Video Footage from Imagine RIT, and RIT Spring Fest. Edited by Dan.
Aight, so I’m going to go back in time to when I started working on our tracking system. The year is 1923, alcohol is illegal. That must have sucked. Fast forward to 2008. I had a decent tracking system working using color tracking with the JMyron library for processing, a webcam, and glow sticks but decided that it wasn’t reliable enough because the tracking system kept loosing the points. The distance and angle of the glow stick changed the color that the webcam was seeing.
Infrared seemed like the next logical step. Communication with another team working on New Media Team Project lead to the use of another processing library. Wrj4P5 grabs the image from the infrared camera in a wiimote and tracks ir points in a processing sketch. Combining this with the work I had already done with JMyron resulted in a prototype that was used in a presentation.
What next? Make it work better. I was running into trouble with the wiimote swapping points causing the paddle to flip. I spent some time devising a system that could tell point A from point B. The wiimote assigns the points to an array based on the x and y values of the point starting from the top left corner, so I wrote a class that each paddle end could be assigned to. This class keeps track of its last known point and goes through the wiimote IR points array and its current point is assigned to which ever point is closest to its last point.

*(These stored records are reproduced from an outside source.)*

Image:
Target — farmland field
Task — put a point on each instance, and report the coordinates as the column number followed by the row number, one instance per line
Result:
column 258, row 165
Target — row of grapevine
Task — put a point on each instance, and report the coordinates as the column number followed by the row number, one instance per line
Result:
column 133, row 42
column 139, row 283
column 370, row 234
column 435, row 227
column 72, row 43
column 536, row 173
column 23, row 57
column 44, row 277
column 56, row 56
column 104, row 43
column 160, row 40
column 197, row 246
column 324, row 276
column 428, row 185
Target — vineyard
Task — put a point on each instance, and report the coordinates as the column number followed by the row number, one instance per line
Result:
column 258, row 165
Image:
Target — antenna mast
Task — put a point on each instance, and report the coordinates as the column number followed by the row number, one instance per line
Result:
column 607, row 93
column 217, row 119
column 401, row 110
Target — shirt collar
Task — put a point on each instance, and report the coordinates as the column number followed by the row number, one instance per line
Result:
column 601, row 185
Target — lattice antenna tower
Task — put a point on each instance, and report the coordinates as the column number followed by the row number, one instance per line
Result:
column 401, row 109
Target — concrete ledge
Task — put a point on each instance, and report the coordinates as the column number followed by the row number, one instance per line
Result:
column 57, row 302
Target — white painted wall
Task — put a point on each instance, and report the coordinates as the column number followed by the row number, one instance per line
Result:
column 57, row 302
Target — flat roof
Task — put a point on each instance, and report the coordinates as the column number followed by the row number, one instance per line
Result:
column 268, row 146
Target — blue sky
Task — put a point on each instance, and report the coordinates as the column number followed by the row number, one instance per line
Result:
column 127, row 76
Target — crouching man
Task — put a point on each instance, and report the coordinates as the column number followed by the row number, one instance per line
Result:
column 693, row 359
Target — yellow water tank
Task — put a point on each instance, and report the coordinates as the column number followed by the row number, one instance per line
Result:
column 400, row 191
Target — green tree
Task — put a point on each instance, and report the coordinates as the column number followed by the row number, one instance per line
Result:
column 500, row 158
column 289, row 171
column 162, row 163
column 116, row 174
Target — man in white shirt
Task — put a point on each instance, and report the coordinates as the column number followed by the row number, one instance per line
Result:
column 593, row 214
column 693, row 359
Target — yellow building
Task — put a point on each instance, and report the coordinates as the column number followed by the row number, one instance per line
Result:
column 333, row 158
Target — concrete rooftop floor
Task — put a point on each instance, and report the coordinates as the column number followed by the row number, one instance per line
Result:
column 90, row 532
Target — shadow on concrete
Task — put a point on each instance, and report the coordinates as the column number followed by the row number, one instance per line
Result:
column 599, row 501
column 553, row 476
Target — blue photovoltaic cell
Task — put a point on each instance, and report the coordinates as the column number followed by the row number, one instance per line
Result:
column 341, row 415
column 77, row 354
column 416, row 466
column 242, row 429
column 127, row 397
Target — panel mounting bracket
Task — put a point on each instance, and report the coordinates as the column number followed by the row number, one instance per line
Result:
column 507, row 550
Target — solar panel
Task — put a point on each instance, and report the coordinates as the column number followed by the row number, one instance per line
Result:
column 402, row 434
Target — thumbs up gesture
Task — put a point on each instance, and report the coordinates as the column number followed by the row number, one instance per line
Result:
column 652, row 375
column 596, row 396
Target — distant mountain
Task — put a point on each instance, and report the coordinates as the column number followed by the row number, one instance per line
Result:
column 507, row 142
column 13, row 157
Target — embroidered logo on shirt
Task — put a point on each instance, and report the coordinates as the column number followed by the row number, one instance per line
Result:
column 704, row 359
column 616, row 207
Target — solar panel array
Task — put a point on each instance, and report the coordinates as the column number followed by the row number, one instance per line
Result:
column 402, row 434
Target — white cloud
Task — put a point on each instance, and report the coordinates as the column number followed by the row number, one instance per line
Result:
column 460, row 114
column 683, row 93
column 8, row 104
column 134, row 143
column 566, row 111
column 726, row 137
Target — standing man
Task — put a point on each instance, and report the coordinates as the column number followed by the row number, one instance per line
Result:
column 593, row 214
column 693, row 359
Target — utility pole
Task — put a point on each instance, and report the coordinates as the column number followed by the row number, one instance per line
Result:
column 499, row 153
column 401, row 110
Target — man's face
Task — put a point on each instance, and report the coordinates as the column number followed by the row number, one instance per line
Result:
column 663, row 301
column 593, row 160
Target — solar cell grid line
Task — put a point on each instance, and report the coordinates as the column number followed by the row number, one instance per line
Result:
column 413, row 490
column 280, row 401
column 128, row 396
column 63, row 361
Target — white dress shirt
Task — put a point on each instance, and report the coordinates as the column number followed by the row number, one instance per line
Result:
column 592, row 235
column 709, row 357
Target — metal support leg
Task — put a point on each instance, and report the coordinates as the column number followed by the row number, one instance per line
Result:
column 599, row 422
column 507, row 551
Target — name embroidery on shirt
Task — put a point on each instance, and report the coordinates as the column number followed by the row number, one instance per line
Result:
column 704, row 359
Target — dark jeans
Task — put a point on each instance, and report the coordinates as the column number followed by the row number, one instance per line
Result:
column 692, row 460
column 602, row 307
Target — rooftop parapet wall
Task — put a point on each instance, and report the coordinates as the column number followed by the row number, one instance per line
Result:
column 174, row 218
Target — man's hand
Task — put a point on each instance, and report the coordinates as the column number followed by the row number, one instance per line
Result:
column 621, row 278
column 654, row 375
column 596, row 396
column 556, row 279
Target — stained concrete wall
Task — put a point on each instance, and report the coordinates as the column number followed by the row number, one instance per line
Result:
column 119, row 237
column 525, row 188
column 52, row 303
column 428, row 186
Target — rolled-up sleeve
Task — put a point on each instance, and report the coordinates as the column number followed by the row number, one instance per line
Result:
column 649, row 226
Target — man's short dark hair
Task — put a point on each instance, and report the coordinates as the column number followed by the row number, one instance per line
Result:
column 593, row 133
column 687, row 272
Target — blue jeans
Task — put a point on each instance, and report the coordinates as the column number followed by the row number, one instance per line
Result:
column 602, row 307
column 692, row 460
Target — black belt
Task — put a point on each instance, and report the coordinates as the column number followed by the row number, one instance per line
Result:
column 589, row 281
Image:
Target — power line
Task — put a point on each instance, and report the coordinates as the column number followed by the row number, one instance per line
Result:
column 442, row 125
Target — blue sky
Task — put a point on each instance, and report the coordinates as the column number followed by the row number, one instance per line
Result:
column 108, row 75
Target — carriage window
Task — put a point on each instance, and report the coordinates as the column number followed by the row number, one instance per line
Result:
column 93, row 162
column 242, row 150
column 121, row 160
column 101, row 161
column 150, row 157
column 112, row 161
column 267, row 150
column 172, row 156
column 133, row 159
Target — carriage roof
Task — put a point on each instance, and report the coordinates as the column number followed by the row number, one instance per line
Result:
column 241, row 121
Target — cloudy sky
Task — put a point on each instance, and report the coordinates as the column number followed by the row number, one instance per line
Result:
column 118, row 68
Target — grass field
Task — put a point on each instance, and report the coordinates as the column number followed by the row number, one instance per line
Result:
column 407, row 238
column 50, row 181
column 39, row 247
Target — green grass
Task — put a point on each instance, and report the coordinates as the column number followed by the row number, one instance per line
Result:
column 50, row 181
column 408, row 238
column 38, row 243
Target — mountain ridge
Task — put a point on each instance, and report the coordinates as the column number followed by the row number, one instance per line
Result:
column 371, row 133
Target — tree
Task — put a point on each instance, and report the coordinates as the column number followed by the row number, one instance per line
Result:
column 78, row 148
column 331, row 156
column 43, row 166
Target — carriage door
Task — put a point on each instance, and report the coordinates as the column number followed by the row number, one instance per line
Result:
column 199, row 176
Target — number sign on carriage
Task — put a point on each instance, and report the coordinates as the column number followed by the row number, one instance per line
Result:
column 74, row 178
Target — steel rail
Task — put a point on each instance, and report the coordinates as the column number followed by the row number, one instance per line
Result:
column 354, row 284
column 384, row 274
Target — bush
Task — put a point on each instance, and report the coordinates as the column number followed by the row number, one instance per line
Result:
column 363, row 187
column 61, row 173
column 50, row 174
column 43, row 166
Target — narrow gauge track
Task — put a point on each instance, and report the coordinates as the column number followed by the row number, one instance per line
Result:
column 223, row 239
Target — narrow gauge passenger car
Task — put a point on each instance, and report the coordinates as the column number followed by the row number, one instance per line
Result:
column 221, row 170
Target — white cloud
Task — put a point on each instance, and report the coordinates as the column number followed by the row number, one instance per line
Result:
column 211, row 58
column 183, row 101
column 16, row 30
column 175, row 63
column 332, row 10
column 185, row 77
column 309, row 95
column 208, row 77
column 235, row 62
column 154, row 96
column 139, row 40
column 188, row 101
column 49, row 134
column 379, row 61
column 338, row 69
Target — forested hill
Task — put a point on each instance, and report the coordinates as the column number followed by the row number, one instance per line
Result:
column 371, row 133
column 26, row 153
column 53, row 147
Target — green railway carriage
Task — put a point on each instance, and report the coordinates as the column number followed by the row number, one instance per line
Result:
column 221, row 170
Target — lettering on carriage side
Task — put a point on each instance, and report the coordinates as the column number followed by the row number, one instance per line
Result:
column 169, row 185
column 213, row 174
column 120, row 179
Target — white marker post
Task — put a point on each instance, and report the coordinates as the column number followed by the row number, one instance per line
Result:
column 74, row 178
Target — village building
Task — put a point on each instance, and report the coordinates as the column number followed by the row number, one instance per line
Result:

This seemed to have fixed the flipping problem for the most part. But there was still some funny business going on.
When you point the wands away from the wiimote the sketch loses the point and when it comes back it likes to flip. You can’t expect the user to be aware of pointing the wand directly at the wiimote. I added some more if statements that check how far the new point is from both ends of the paddle and a boolean that checks if the points array is less then two and thats were we are today, ever closer to a perfected tracking system.
There are still more bugs to be fixed. I tend to be a perfectionist when it comes to my development, especially when I’m working on something that I am excited about and interested in doing. I will continue to tweak the tracking engine in my spare time until I feel that its done.

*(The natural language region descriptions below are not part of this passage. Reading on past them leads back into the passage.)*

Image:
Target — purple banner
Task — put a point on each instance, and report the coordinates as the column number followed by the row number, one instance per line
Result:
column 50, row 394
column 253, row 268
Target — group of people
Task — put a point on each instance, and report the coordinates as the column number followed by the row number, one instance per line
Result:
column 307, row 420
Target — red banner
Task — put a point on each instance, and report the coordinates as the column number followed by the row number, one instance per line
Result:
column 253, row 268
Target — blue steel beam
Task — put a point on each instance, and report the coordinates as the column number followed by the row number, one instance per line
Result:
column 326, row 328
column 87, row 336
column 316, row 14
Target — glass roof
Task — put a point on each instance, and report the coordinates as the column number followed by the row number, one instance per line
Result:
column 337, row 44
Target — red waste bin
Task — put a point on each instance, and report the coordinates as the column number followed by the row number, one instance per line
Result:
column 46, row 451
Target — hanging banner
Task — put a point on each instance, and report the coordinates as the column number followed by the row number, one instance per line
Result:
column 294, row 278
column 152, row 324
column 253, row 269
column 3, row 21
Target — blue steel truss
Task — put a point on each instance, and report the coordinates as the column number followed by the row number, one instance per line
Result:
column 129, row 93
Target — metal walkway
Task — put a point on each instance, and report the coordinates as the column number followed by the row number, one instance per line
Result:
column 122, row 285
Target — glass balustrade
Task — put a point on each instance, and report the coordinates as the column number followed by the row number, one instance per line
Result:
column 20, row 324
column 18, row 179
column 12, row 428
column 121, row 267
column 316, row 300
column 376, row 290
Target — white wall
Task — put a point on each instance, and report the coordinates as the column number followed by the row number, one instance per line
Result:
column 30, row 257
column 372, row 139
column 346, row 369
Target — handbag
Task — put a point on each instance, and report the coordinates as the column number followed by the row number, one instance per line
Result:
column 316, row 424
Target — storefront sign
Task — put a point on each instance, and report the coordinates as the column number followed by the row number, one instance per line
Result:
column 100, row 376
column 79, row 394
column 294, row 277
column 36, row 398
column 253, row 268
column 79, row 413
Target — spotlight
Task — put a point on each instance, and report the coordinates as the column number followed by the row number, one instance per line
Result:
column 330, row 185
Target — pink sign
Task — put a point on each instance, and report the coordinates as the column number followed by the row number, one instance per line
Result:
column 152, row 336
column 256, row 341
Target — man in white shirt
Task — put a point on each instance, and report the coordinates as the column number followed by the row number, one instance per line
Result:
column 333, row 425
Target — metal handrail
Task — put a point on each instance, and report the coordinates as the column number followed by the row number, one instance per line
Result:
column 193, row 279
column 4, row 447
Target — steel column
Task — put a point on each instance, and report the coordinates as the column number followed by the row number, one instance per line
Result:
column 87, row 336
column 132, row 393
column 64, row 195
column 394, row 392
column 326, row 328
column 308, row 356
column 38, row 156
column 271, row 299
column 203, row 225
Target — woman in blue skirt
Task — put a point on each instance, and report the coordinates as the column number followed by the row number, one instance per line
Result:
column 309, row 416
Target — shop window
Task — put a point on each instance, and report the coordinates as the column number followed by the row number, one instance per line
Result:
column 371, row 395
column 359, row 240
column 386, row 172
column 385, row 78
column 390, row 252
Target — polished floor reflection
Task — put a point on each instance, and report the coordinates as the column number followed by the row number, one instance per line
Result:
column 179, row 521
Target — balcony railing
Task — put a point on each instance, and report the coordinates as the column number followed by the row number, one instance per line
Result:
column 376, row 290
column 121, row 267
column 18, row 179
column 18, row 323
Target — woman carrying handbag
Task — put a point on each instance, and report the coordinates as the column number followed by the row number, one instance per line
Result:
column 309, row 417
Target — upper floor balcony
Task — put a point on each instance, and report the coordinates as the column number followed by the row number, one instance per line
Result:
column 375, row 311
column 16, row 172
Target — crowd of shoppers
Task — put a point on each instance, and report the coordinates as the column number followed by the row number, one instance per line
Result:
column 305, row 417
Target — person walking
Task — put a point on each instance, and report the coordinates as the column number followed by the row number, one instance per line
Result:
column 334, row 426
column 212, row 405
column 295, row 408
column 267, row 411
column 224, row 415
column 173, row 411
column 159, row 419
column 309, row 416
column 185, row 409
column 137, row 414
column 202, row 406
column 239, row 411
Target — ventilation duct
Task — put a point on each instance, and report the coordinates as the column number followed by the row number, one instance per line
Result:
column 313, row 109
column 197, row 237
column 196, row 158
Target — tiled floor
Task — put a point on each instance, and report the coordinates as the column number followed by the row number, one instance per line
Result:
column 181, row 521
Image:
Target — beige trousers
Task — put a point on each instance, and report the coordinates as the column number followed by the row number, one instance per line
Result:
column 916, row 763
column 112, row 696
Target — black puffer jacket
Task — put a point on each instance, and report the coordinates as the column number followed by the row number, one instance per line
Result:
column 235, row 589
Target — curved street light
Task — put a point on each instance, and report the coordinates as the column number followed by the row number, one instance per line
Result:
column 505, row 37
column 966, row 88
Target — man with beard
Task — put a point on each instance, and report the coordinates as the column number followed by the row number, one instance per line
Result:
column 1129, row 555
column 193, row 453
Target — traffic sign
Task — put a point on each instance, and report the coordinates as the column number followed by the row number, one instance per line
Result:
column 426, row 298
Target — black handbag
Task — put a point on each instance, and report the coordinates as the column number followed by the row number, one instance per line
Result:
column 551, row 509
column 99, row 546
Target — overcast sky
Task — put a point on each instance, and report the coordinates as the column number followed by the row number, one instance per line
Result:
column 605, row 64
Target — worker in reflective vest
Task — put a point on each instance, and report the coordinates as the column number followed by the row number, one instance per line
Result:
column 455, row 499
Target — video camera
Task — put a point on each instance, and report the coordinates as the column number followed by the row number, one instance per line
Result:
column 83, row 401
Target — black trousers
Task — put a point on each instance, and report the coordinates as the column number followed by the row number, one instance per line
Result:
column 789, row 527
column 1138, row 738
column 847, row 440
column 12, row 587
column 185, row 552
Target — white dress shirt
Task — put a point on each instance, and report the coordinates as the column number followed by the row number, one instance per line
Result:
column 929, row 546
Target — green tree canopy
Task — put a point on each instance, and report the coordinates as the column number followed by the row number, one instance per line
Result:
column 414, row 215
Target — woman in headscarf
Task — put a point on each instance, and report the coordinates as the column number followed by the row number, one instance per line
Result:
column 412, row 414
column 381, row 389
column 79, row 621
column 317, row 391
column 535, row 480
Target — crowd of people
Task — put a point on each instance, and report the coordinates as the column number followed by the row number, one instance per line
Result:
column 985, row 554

Now that the initial rush to get to Imagine RIT is over, team MYO will be taking the time to finesse the game details and update this blog with our process work. Pictures and video from the festival will be coming soon, as well as a new website for the game! Please stay tuned
MYO would like to thank everyone that stopped by and watched and/or played Weather the Weather. Seeing people enjoy our game made all our hard work worth it!
Team MYO is fortunate enough to have friends. Seriously, people like us. And we’re extremely grateful for that! Especially when they help us make great music and sound effects for our game.
Thank you to our illustration, industrial design, and radio station friends, as well as siblings, for being awesome!
Team MYO was excited to find out where we will be during Imagine RIT!
You can join in the fun at Building 7A, Room 1560!
Our developers were playing— I mean, working hard when they shot this quick video to show your their progress.
As of right now, Team MYO is most grateful to our professors, Michelle and Adam, for allowing us to use their projector and screen, respectively.
We are still looking into the option of a short-throw projector, but are happy with what we have.
Color testing and calibration will commence shortly to ensure that the designers’ gorgeous works looks as amazing as they should.
We now know where will be presenting our project for Imagine RIT on May 2nd! Building 7A, room 1560. It’s a nice big room, so we will not need an outer enclosure as previously thought. Instead we plan to build a pretty much ginormous screen for some ridiculous game play. We’re talking 10′ by 10′. Huuuuuge, Rochesta, huuuuge.
I’d say come visit us on May 2nd, except I’m writing this post-fact. Oh well.
After a bit of discussion the paddles have been finalized! Unfortunately, as it stands now, we are not able to include the extra animations bit we wanted originally, mostly because it would put our dear coders under even more pressure for time. Because of this, some tweaks needed to be made to the original designs, for example, the gloves are now holding on to the strings instead of dangling around, which would have needed to be animated.
We also decided that to keep continuity we should have hands on the paddle for every season. So, I present to you, the final paddle sheet! This has been cut up and handed off to Mike for implementation.